Une analyse des mécanismes d’intégration d’une population immigrée en France, loin des clichés et des simplifications entachant souvent le débat public.

Alors que le modèle de l’intégration « à la française » est sérieusement questionné depuis plusieurs années maintenant, il peut être salutaire de se tourner vers les sciences humaines et sociales pour y trouver les outils propres à la réflexion. C’est là l’un des mérites du livre que vient de publier Pawel Sekowski traitant des Polonais en France au lendemain de la Seconde Guerre mondiale. Chercheur polonais, docteur des universités de la Sorbonne et Jagellon (Cracovie), enseignant-chercheur au sein de cette seconde institution, l’auteur entreprend de questionner les ressorts, les modalités et les temporalités de l’intégration des Polonais au sein de la société française en 1944-1949. Pour ce faire, il s’appuie sur un riche corpus de sources essentiellement françaises et polonaises mais également britanniques.

 

Les Polonais en France en 1945-1949 : portrait de groupe

Le premier résultat de ces recherches est un portrait de groupe extrêmement détaillé des Polonais vivant en France en 1944-1949 illustrant la diversité de leurs profils sociaux et professionnels, de l’origine de leur présence en France et de leurs rapports au pays d’accueil, au-delà du cliché réducteur du mineur polonais. La plupart des Polonais présents en 1945 sur le sol national étaient des travailleurs d’origine paysanne ayant migré volontairement pendant l’entre-deux-guerres, parfois après avoir résidé et travaillé en Westphalie et en Rhénanie, pour trouver un emploi dans le bassin houiller, l’industrie ou l’agriculture. Cependant, d’autres, issus des couches sociales plus élevées – notamment officiers et fonctionnaires – avaient fui leur pays envahi en septembre 1939. Par ailleurs, l’occupant nazi avait déporté des dizaines de milliers de travailleurs forcés dans la « zone réservée » du nord-est de la France en 1943-1944. D’autres enfin, dont l’arrivée était plus tardive, avaient quitté la Pologne après la mise en place de la tutelle soviétique.

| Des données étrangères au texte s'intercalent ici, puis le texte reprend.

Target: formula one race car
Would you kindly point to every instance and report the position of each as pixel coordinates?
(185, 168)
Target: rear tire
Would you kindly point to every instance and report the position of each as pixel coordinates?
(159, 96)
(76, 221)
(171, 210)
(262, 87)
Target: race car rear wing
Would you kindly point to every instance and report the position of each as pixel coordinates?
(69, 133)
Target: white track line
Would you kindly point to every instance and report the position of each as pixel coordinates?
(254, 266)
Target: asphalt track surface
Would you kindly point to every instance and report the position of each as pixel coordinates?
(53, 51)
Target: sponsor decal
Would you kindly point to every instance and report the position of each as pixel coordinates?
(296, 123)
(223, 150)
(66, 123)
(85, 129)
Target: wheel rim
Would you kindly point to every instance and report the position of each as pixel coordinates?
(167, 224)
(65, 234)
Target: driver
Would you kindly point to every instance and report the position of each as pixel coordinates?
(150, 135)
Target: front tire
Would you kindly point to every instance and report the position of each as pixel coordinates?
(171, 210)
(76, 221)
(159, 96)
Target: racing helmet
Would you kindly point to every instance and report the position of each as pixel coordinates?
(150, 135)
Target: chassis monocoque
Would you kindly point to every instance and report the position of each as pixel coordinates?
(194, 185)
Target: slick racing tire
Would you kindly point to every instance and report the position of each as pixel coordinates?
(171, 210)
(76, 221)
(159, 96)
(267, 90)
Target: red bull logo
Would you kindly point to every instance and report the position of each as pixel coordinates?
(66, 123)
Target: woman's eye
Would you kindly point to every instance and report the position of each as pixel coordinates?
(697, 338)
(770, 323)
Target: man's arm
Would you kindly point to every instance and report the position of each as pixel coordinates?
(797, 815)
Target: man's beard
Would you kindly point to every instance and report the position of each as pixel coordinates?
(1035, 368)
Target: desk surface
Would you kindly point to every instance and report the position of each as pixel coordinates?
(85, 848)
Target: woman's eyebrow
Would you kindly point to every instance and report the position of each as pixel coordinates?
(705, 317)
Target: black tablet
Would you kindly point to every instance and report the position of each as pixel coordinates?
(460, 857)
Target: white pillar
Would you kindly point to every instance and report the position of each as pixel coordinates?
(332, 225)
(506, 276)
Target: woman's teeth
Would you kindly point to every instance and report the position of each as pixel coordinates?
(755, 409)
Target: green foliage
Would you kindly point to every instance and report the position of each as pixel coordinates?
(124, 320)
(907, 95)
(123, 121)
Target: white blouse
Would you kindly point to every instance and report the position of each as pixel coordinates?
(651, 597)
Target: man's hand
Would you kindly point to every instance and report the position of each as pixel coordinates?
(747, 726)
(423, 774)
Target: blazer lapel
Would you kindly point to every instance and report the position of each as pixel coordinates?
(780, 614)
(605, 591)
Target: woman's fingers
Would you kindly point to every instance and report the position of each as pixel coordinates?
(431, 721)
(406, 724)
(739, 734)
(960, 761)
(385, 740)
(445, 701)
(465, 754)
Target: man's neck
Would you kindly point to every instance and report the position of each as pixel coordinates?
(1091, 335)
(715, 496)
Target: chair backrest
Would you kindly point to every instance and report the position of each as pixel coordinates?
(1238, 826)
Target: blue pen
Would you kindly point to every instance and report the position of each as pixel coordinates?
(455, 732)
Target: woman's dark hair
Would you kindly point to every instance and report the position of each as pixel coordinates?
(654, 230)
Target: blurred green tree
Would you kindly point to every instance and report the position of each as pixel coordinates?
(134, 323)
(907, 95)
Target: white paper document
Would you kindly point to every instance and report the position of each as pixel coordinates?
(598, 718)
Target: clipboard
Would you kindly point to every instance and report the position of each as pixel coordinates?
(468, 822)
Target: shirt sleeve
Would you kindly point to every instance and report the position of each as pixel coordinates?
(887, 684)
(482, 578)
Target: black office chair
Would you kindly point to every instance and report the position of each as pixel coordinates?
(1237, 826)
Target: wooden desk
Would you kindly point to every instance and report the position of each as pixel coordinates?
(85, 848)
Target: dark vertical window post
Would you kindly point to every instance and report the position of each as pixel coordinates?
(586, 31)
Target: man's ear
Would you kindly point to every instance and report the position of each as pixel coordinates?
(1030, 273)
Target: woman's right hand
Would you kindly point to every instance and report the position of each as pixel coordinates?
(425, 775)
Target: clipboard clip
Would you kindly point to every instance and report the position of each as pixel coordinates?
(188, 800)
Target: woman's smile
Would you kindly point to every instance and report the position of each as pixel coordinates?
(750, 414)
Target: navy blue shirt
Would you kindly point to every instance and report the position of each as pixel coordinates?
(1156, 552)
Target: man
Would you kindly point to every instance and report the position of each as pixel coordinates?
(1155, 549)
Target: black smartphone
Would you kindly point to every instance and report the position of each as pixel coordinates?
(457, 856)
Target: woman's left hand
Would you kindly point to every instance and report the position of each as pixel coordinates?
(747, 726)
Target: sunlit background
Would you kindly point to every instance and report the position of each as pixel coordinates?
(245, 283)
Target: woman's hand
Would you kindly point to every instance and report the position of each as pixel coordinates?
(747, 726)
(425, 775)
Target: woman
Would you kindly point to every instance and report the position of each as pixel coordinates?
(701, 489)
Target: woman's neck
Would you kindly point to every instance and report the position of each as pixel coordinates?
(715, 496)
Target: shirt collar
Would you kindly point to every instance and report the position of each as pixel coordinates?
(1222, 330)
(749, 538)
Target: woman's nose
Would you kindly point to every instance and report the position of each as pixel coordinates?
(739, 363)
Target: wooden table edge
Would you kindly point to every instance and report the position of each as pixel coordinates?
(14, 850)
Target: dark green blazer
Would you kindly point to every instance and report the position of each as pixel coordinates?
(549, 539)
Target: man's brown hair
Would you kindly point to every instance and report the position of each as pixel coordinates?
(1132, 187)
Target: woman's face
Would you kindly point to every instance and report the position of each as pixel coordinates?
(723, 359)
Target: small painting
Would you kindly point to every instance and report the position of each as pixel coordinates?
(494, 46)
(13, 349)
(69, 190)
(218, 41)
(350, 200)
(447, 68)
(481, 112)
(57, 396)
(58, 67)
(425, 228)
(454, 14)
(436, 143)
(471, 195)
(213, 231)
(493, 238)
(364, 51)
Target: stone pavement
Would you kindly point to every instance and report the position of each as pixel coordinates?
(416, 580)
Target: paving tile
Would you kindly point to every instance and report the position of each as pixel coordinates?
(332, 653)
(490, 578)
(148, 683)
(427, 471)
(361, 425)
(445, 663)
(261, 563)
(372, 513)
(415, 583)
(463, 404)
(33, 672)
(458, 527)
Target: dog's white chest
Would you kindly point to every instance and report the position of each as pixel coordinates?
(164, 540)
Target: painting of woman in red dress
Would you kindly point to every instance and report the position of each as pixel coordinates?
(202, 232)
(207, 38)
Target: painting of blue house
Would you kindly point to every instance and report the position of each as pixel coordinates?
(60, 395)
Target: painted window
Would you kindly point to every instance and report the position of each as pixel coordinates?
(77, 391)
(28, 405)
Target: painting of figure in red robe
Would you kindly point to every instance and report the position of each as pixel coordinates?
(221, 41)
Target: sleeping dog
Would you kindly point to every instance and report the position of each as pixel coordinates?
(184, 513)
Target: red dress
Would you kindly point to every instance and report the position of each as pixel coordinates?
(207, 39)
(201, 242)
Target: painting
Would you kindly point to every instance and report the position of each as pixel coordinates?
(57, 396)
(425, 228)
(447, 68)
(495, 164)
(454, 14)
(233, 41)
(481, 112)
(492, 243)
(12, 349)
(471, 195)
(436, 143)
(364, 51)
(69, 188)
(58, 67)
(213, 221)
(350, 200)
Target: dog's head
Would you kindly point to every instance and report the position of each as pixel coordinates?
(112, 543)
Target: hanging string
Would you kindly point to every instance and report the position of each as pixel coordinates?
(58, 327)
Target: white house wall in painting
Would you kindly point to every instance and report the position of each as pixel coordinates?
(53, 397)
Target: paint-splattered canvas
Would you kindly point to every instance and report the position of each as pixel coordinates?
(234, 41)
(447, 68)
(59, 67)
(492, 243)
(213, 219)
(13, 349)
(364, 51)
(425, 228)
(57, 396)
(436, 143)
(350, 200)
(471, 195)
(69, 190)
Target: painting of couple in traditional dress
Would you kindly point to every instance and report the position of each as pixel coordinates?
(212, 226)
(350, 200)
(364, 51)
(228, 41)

Sur un plan géographique, cette population polonaise présentait une répartition particulière. Certes, les deux départements du Nord et du Pas-de-Calais accueillaient des effectifs élevés, mais la région parisienne et ses marges septentrionales concentraient également une population polonaise importante, de même que les départements de la Moselle, de la Meurthe-et-Moselle et de la Saône-et-Loire. Cette géographie correspondait à des temporalités et à des motivations différenciées : à la présence des mineurs polonais dans le bassin minier, de Béthune à Valenciennes, s’opposait la concentration de nombreux juifs polonais à Paris, la capitale étant également, avec l’agglomération formée par Lille, Roubaix et Tourcoing, un lieu d’accueil privilégiés des « nouveaux immigrés polonais » arrivés pendant ou peu après la Seconde Guerre mondiale, travaillant essentiellement dans le secteur industriel. Enfin, les départements ligériens et du sud de la France accueillaient des effectifs beaucoup plus restreints de travailleurs polonais, essentiellement des ouvriers agricoles.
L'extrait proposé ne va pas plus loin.